It minimizes the operand set you defined in the Merit Function Editor, using the method you pick from a dropdown. The default is SQP, which treats a minimum thickness as a hard limit, but you can switch to several other local and global methods. The variables that move follow the surface mode set in the Design Editor (front, back, both, or symmetric), and every method works in every mode.

For a description of each method and guidance on when to choose it, see Optimization Methods.

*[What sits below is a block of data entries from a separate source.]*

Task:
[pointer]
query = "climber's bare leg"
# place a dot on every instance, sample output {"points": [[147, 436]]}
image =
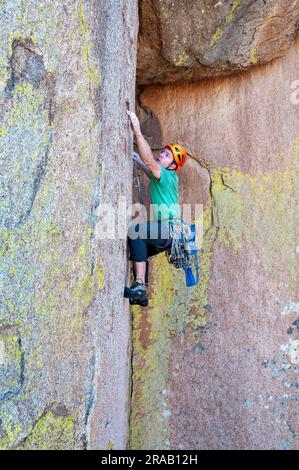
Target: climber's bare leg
{"points": [[139, 269]]}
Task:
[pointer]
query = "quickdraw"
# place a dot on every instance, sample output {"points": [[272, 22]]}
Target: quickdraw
{"points": [[183, 252]]}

Method — the optimizer to run: SQP, Damped Least Squares, Conjugate Gradient, Newton, Newton-CG, DLS multi-start, Differential Evolution, Simulated Annealing, or Try all — keep best. Your choice is remembered across designs.

Max iter — the most steps the optimizer may take. The run still stops early when it converges, so this is just a cap. It defaults to a sensible budget for the selected method.

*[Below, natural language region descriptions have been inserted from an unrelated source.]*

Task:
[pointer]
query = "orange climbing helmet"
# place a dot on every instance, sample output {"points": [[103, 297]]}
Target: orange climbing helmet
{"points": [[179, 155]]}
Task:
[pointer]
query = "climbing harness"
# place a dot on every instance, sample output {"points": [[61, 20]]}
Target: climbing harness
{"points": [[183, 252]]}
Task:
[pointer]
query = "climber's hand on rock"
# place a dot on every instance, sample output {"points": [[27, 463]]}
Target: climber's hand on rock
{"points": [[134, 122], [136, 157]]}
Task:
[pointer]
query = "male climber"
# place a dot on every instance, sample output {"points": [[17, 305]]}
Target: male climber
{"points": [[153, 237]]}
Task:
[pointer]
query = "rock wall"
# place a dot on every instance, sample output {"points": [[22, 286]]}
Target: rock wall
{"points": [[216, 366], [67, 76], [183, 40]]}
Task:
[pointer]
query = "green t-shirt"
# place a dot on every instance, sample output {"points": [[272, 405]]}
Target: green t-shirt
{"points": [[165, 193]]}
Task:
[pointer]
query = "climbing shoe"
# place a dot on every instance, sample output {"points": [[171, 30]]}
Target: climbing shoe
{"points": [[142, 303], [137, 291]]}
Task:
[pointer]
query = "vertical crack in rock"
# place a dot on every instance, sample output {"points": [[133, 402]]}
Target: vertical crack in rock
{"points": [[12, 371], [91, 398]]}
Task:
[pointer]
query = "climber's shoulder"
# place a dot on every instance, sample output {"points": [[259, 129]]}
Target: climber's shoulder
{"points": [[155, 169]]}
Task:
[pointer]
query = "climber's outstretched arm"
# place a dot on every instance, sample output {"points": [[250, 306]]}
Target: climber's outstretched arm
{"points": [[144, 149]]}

Restarts (N) — for DLS multi-start only: how many randomly perturbed starts to run before keeping the best (typically 4–8, or more for a tough surface).

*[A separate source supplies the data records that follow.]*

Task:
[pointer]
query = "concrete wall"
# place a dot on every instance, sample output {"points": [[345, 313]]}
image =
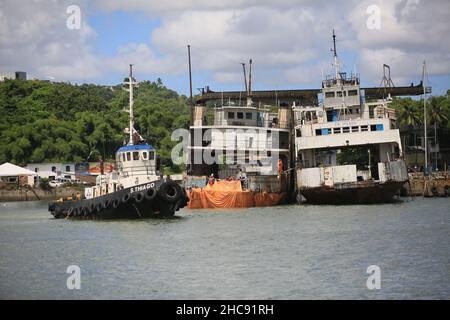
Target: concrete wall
{"points": [[353, 139], [28, 195]]}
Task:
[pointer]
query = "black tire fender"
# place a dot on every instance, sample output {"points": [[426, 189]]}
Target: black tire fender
{"points": [[139, 197], [116, 203], [150, 194], [126, 197], [170, 191], [106, 204]]}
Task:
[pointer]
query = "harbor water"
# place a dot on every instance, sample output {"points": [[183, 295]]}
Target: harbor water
{"points": [[285, 252]]}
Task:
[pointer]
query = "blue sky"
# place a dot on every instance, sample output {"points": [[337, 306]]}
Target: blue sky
{"points": [[289, 42]]}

Perturbation — for DLS multi-start only: how much to jitter each layer’s thickness (as a percentage) at the start of every restart.

The surface mode and merit-evaluation mode in effect are shown as badges on the window.

While the run is live you see the spectrum update and a running merit-function readout (current value, best so far, and the starting value). The MF trend chart plots the best merit found against iteration on a logarithmic axis — a steadily falling curve that flattens out means the method has settled into a minimum.

Reset returns to the thicknesses you had before the run, and a single undo covers the whole run. The History panel keeps a snapshot of each run so you can jump back to any earlier result.

A single-start run (N = 1) is usually enough to re-settle a hand-edited stack. After a synthesis pass, a multi-start run helps confirm you have reached the true local minimum rather than an improved-but-not-bottom point. Minimum and maximum thickness limits are honoured here (they are deliberately relaxed during Needle and Gradual Evolution synthesis).

  • K. Levenberg, Quart. Appl. Math. 2, 164 (1944); D. Marquardt, J. SIAM 11, 431 (1963).
  • J. Nocedal & S. Wright, Numerical Optimization, 2nd ed.
  • H. A. Macleod, Thin-Film Optical Filters, 5th ed., §13.